UNITED STATES DISTRICT COURT EASTERN DISTRICT OF MISSOURI SOUTHEASTERN DIVISION
GEORGE F. ALDRIDGE, JR., ) ) Plaintiff, ) ) v. ) Case No. 1:18-cv-00259-SNLJ ) NINA HILL, ) ) Defendant. )
MEMORANDUM AND ORDER Plaintiff, a prisoner in the Missouri Department of Corrections (“MDOC”), filed this lawsuit under 42 U.S.C. § 1983 alleging violations of his constitutional rights pertaining to medical care he received from defendant Hill. Numerous motions are currently pending before the Court, including defendant Hill’s motion for summary judgment [#49], plaintiff’s motion to strike sealed document [#62], plaintiff’s motion under Rule 56(f) to deny defendant’s motion for summary judgment [#87], plaintiff’s motion for reconsideration [#95], defendant’s motion to dismiss [#102], plaintiff’s motion for sanctions [#104], plaintiff’s motion under Rule 56(d) [#105], and plaintiff’s motion to enforce subpoenas [#110]. The motions are mostly inter-related as explained below. Defendant Hill filed a motion for summary judgment June 25, 2020. Plaintiff obtained an extension of discovery and served subpoenas on Anne Precythe, the Director of MDOC, and he obtained an extension of time in which to file his response to summary judgment. Meanwhile, plaintiff filed his motion to deny defendant’s summary judgment motion because had requested names of correctional staff who promulgated policies and procedures regarding lay-ins at the MDOC facility where defendant had treated plaintiff. He apparently seeks the names of those individuals so he could file an amended
complaint against them. Plaintiff also filed a motion to strike defendant Hill’s declaration in support of summary judgment because, he says, it is perjured. On December 14, 2020, this Court, while investigating whether and when the subpoenas had been served on Precythe, advised plaintiff that his “response shall be due 21 days after the subpoenaed parties provide documents to the plaintiff” and “plaintiff
shall notify the Court if he does not timely receive a response to the subpoenas after receiving confirmation that the subpoenas had been served.” [#85 at 3.] On February 25, 2021, this Court learned that the subpoenas in question had in fact been served on October 29, 2020. Thus, the Court advised plaintiff he should advise whether he had received a response and, if not, he should file a motion to enforce the
subpoenas. On March 4, defendant Hill filed her motion to dismiss. Defendant alleges that, in fact, plaintiff received a response to the subpoenas in mid-November. In support, defendant filed as an exhibit a letter from the Office of the General Counsel for MDOC to plaintiff dated November 10, 2020. The letter generally advised plaintiff to seek the
documents from other sources and constitutes MDOC’s response to the subpoenas. Counsel for MDOC also contacted the Court when advised of the dispute and explained that although he had sent his letter response to plaintiff, that he could not be sure plaintiff had received the response.
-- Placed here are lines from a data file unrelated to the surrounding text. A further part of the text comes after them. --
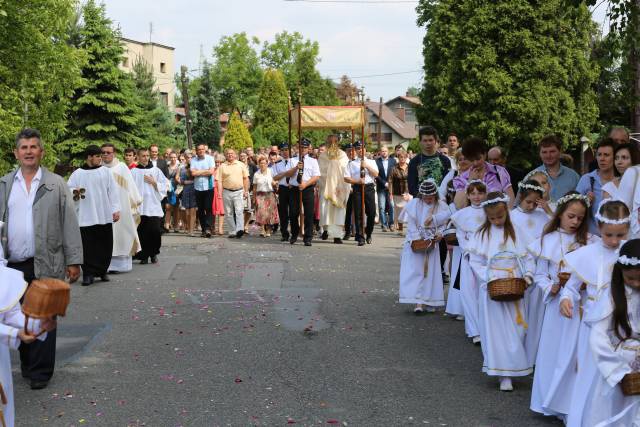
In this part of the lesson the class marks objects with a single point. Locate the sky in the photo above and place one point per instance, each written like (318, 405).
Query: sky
(356, 39)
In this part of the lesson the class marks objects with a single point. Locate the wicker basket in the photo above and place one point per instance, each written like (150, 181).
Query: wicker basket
(510, 289)
(631, 384)
(563, 278)
(450, 237)
(421, 245)
(46, 298)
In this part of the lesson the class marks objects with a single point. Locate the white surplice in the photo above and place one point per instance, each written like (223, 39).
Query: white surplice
(101, 198)
(467, 221)
(592, 265)
(559, 335)
(334, 192)
(415, 286)
(502, 324)
(151, 196)
(532, 223)
(125, 236)
(606, 404)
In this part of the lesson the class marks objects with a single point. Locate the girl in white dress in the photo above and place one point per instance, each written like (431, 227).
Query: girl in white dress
(566, 232)
(615, 342)
(420, 273)
(532, 220)
(502, 324)
(12, 333)
(592, 266)
(467, 221)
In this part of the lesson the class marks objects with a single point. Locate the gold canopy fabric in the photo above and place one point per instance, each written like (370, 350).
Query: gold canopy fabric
(346, 117)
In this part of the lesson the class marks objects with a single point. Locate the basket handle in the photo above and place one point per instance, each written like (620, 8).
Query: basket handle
(518, 259)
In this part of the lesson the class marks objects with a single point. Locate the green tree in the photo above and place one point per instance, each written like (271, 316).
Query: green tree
(271, 119)
(155, 121)
(297, 58)
(206, 126)
(39, 70)
(510, 71)
(236, 73)
(237, 135)
(624, 27)
(104, 107)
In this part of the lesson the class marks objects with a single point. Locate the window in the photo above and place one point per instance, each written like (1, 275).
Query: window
(386, 137)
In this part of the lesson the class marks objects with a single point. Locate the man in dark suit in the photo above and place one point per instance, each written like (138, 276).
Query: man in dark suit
(385, 203)
(496, 157)
(158, 162)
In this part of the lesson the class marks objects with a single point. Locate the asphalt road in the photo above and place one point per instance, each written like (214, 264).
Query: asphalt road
(258, 332)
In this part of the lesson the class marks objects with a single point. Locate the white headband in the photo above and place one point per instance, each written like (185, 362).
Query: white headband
(569, 197)
(504, 199)
(524, 186)
(625, 260)
(604, 220)
(528, 176)
(475, 181)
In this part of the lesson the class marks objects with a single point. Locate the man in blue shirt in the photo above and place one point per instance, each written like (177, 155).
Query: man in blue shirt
(203, 170)
(561, 178)
(429, 163)
(591, 183)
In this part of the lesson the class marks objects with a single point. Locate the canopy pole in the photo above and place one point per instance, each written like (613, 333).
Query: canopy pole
(362, 175)
(301, 160)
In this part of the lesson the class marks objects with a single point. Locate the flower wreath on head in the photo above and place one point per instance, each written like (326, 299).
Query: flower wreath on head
(504, 199)
(570, 197)
(523, 186)
(600, 218)
(625, 260)
(474, 181)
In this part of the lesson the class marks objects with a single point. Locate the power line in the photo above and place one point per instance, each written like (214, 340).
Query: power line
(355, 1)
(380, 75)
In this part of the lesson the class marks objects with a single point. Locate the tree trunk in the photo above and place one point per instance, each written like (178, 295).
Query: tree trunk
(635, 58)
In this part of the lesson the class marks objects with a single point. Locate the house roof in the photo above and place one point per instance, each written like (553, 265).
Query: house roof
(410, 99)
(164, 46)
(179, 111)
(404, 129)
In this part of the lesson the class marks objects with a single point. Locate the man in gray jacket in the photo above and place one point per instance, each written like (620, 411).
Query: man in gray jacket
(49, 245)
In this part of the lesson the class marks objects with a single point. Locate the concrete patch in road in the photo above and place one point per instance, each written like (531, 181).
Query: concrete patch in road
(262, 275)
(298, 309)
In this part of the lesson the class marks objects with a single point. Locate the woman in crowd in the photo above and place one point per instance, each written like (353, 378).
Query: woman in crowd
(218, 206)
(398, 188)
(188, 195)
(172, 207)
(264, 197)
(624, 156)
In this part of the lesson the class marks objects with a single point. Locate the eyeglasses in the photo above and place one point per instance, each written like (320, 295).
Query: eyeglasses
(78, 194)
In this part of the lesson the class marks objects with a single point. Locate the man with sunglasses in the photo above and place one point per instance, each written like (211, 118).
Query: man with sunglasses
(98, 205)
(41, 238)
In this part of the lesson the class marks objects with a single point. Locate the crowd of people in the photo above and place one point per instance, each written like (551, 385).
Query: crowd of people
(467, 218)
(545, 274)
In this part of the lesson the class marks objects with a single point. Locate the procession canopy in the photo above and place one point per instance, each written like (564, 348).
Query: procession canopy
(329, 117)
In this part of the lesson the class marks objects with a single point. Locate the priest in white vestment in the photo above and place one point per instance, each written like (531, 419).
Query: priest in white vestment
(334, 192)
(125, 235)
(98, 206)
(152, 185)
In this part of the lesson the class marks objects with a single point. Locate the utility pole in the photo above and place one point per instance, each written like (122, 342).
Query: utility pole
(635, 63)
(380, 125)
(185, 99)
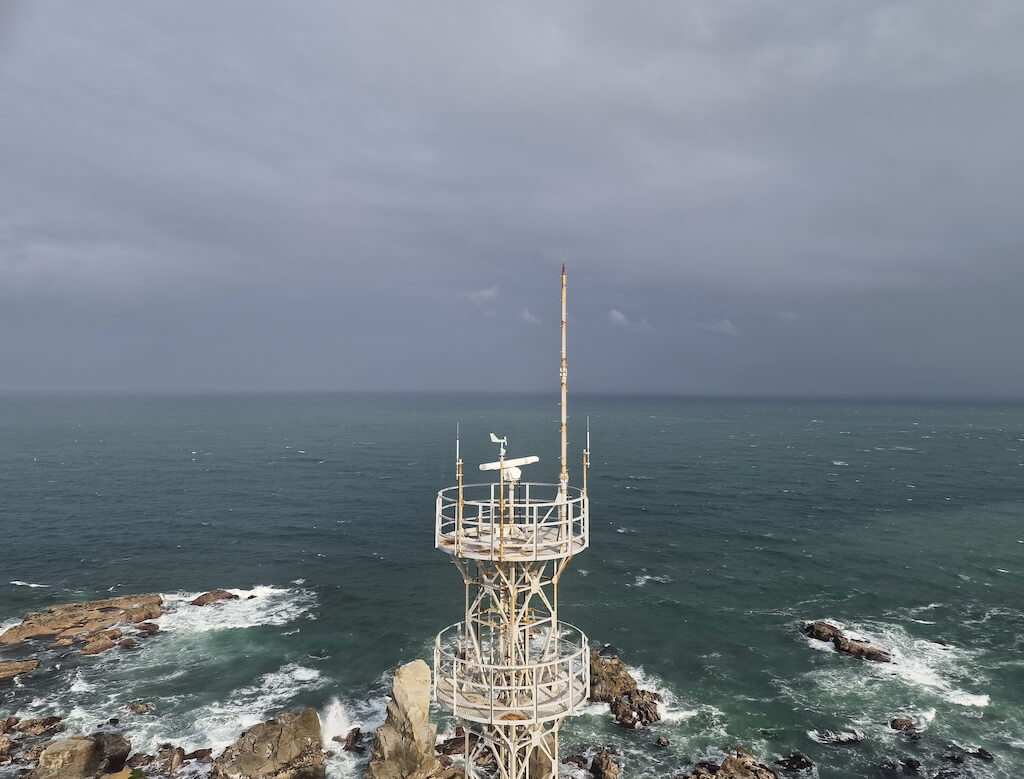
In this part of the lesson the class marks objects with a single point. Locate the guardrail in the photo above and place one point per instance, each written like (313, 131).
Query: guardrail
(539, 523)
(528, 693)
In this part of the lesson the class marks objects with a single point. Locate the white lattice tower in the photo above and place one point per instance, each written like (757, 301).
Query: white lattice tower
(511, 671)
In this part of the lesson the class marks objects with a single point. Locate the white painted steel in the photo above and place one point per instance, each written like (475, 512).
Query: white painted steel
(539, 522)
(523, 694)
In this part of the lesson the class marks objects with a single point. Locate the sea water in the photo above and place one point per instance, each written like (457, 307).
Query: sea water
(718, 527)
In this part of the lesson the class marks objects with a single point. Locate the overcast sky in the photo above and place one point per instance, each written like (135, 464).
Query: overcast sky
(753, 197)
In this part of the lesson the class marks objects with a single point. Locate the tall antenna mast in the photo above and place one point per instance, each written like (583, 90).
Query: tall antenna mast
(563, 476)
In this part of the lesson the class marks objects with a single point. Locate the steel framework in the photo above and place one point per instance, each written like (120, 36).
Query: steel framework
(511, 672)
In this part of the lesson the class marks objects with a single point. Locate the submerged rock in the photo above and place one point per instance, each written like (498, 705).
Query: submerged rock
(82, 621)
(288, 747)
(403, 745)
(740, 765)
(74, 758)
(11, 668)
(214, 596)
(603, 767)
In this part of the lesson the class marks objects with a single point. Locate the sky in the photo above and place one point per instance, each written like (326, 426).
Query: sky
(805, 198)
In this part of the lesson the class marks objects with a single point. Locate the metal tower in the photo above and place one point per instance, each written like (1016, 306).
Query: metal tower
(511, 671)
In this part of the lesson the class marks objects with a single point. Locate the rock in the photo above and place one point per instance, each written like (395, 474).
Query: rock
(74, 758)
(861, 649)
(350, 743)
(80, 620)
(214, 596)
(169, 759)
(138, 760)
(288, 747)
(822, 631)
(11, 668)
(403, 745)
(795, 762)
(114, 750)
(608, 678)
(43, 726)
(97, 645)
(741, 765)
(603, 767)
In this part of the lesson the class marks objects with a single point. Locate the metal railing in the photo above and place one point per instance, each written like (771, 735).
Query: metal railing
(538, 523)
(525, 693)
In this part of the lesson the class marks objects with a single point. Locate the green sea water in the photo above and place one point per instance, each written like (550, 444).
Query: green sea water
(718, 527)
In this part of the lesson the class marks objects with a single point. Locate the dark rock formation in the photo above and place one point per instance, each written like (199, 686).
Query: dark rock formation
(603, 767)
(822, 631)
(214, 596)
(403, 745)
(288, 747)
(74, 758)
(84, 621)
(827, 632)
(795, 762)
(741, 765)
(9, 669)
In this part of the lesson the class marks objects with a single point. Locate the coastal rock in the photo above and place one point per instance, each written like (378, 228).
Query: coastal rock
(861, 649)
(169, 759)
(43, 726)
(214, 596)
(114, 750)
(795, 762)
(822, 631)
(9, 669)
(603, 767)
(97, 645)
(288, 747)
(740, 765)
(403, 745)
(81, 620)
(608, 678)
(74, 758)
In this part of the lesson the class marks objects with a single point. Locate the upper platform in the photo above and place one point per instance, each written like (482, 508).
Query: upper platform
(538, 523)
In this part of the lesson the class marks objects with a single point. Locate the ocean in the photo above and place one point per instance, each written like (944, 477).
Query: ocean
(718, 527)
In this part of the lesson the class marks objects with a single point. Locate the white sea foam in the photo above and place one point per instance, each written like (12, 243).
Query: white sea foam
(261, 605)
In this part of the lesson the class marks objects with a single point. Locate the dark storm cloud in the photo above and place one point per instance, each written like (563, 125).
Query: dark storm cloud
(772, 197)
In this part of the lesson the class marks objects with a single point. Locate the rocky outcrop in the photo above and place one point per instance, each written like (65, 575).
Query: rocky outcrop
(827, 632)
(88, 623)
(74, 758)
(603, 767)
(611, 682)
(214, 596)
(740, 765)
(403, 745)
(288, 747)
(16, 667)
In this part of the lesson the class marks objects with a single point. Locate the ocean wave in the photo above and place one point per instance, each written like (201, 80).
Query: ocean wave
(263, 605)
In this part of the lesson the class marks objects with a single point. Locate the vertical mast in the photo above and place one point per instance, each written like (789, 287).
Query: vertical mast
(563, 475)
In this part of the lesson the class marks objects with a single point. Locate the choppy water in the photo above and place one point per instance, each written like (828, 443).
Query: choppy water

Counsel for Precythe did, however, state that he sent defense counsel a copy of the response at the same time—that is, in November. It is entirely unclear to this Court why defense counsel did not speak up in December, when this Court explained it was investigating whether and when the subpoenas had been served. Three
months were wasted in the meantime while defense counsel sat on this information. Despite this, defendant Hill suggests that plaintiff needlessly wasted time and filed frivolous motions while misrepresenting the status of the subpoenas to the Court and requests dismissal as a sanction against plaintiff. Again, MDOC Counsel stated he cannot be sure the plaintiff even received the
November 10 letter, and plaintiff denies that he received it. Plaintiff moves to enforce the subpoena. MDOC’s response is, in essence, that Director Precythe does not have custody and control over the documents plaintiff seeks. MDOC Counsel states: First, Director Precythe is not the custodian of these records, and therefore she is unable to produce any of the requested information. I will attempt to guide you in the appropriate direction below.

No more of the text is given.